Едва Тютюнин упомянул про колбаску, девушка, на мгновение мелькнув хитрым лицом китайца, превратилась в нечёсаного старика с бешеными горящими глазами. В его руках оказалась лопата, Тютюнин невольно отшатнулся.
– Я Палыч, – произнёс старик.
– Очень хорошо. Тогда пройдёмте, что ли, ко мне домой, а потом я позвоню Лехе, чтоб вместе с ним вам колбаски достать.
– Моя хотеть колбаски.
– Да я понимаю. Но у меня сейчас нет – её нужно ещё собрать. Вам сколько нужно?
– Сито сорок семь килограмма…
– М-да… – Серёга стал прикидывать стоимость колбасы. У него получились бешеные деньги. – Ну что ж, идёмте.

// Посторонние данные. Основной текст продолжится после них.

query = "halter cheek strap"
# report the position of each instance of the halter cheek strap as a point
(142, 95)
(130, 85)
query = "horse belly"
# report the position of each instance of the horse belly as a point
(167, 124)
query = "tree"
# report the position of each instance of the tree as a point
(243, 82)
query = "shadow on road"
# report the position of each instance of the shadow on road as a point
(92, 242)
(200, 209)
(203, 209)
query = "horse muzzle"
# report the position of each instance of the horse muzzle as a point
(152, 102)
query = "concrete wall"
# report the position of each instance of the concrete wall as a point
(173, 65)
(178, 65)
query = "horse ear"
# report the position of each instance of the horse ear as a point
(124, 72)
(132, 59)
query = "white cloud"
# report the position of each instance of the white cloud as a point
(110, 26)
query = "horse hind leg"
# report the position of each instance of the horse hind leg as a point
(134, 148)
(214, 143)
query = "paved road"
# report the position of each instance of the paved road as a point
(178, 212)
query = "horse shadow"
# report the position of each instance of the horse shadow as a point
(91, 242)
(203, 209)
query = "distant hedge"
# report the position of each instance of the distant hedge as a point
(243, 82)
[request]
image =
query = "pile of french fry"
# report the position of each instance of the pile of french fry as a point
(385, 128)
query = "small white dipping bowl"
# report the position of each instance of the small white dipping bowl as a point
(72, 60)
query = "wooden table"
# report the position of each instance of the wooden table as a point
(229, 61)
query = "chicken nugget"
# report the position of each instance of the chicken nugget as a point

И они пошли. Тютюнин понуро брёл впереди, в голове его от волнения ничего не придумывалось, а Палыч плёлся следом, постукивая об асфальт остро отточенной лопатой.
Когда они подходили к подъезду, Сергей обернулся.
– Ты, Палыч, не мог бы другое обличье принять – поприличнее. Только чтобы не женщина и без лопаты.
– Моя может, – согласился Палыч. Он пригляделся к фотографии на стенде и полностью скопировал увиденное.
Теперь он был небритым мужчиной со шрамом на правой щеке. Лопаты при нем не было, и это Серёгу успокоило.
– Хорошо. Теперь пойдём…
Едва они скрылись в подъезде, как из-за стенда, доедая банан, выбралась пенсионерка Живолупова.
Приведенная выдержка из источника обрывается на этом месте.